Honestly though, from Kansas City's perspective, this deal does make a great deal of sense. While most Quarterbacks are committing to their teams for 5-6 seasons and then giving themselves the opportunity to either once again hit the open market or negotiate a raise, Mahomes has theoretically agreed to commit the next 12 years of his life to the Chiefs. And while the deal that he just signed is, in theory, the richest in sports history, the fact remains that he likely could have convinced Kansas City to fork over this same average annual salary on a shorter term contract, allowing him the opportunity to hit free agency again while still in the meat of his prime years. So, when you also take into consideration how much the NFL's salary cap should continue to rise during the time that he's signed away to KC, there's likely more inherent risk for Mahomes in signing this deal than there is for the Chiefs.

Perhaps Patrick Mahomes has decided that the money he's already guaranteed in this new contract is more than he'll likely ever need (which of course it is); after all, an athlete's primary concern in these cases is often injury and Mahomes was granted $140 million in injury guarantees the minute he put pen to paper on Monday. Some might forget that Mahomes did suffer what appeared to be a very serious knee injury last October in a game against the Denver Broncos. As it turned out, the severity of his ailment was fairly minor, but next time he might not be so lucky. The fact that Kansas City provided Mahomes with a nine figure golden parachute in the event that his next injury proves to be debilitating could have given him incentive to agree to these terms. On the other hand, perhaps it's the intent of both Mahomes and his representatives to re-negotiate this deal at some point during the life of it - while this could be a gamble on their part, Mahomes certainly wouldn't be the first athlete to gamble on him or herself in this regard and will definitely not be the last, either.

To summarize, my thoughts on this record agreement between Patrick Mahomes and the Kansas City Chiefs are as follows:

  1. Yes, he can buy a lot of ketchup to put on food where ketchup simply does not belong. That math definitely checks out, I just looked over my Excel formulas.

  2. Although the NFL's Salary Cap is likely to increase steadily over the life of this contract, make no mistake, the Chiefs have a 3-4 year window to maximize their existing core and try to win another title or two before Mahomes' cap hits cause their roster to thin out a bit. The cap can be manipulated of course, but only so much. Sacrifices will be made, likely revolving around the middle third of the roster, decreasing depth. Being a consistent title contender at that point will be far from a certainty.

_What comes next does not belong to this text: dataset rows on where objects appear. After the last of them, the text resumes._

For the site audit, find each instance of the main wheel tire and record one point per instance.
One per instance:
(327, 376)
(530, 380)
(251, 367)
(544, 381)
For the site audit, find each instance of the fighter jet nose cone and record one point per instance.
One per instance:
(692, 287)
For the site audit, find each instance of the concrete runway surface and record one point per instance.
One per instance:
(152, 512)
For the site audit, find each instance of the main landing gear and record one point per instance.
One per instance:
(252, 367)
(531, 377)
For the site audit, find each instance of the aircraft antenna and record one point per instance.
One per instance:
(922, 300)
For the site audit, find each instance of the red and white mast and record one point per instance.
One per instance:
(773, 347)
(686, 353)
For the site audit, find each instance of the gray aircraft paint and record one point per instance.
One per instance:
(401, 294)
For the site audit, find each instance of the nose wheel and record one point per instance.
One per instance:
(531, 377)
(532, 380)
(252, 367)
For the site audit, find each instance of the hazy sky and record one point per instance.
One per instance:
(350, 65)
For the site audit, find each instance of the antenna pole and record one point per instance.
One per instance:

  3. The over/under of the amount of times this deal will be altered prior to its 2031 expiration should be set at about 3.5, (either re-structures or extensions).

  4. While locking Mahomes in for the next 12 seasons should be viewed as an absolute win for the Chiefs and their fans, the assumption that it somehow guarantees the team several more Super Bowl appearances and/or titles is a flawed one. The Patriots have broken peoples' brains and made it seem like creating an NFL "Dynasty" is somehow a simple achievement, when in reality, New England's 20 year run is an outlier, unlikely to ever be replicated. Case in point: Aaron Rodgers won his first Super Bowl in February 2011 and, nearly a decade later, hasn't been back since. Superb Quarterback play is often the biggest factor in making a Super Bowl run, yes (at least 90% of the time), but there are many other variables at play that shouldn't be so easily forgotten.

Well, there you have it, folks! Those are my drawn out thoughts on Patrick Mahomes, his soon to be overflowing bank account and all of the future fancy dinners that he's sure to ruin by asking the waiter or waitress to bring a bottle of Hunt's over to the table for his Filet Mignon. There really aren't any "winners" or "losers" here, at least not yet. I can't stand when people declare their opinion to be the clear outcome of a draft, free agent signing, trade, etc. within hours of said event occurring. All we can really do is sit and watch how things unfold. With Patrick Mahomes slowly becoming the new face of the National Football League, it's fairly obvious that we'll all be watching from afar to see just how this next decade plays out.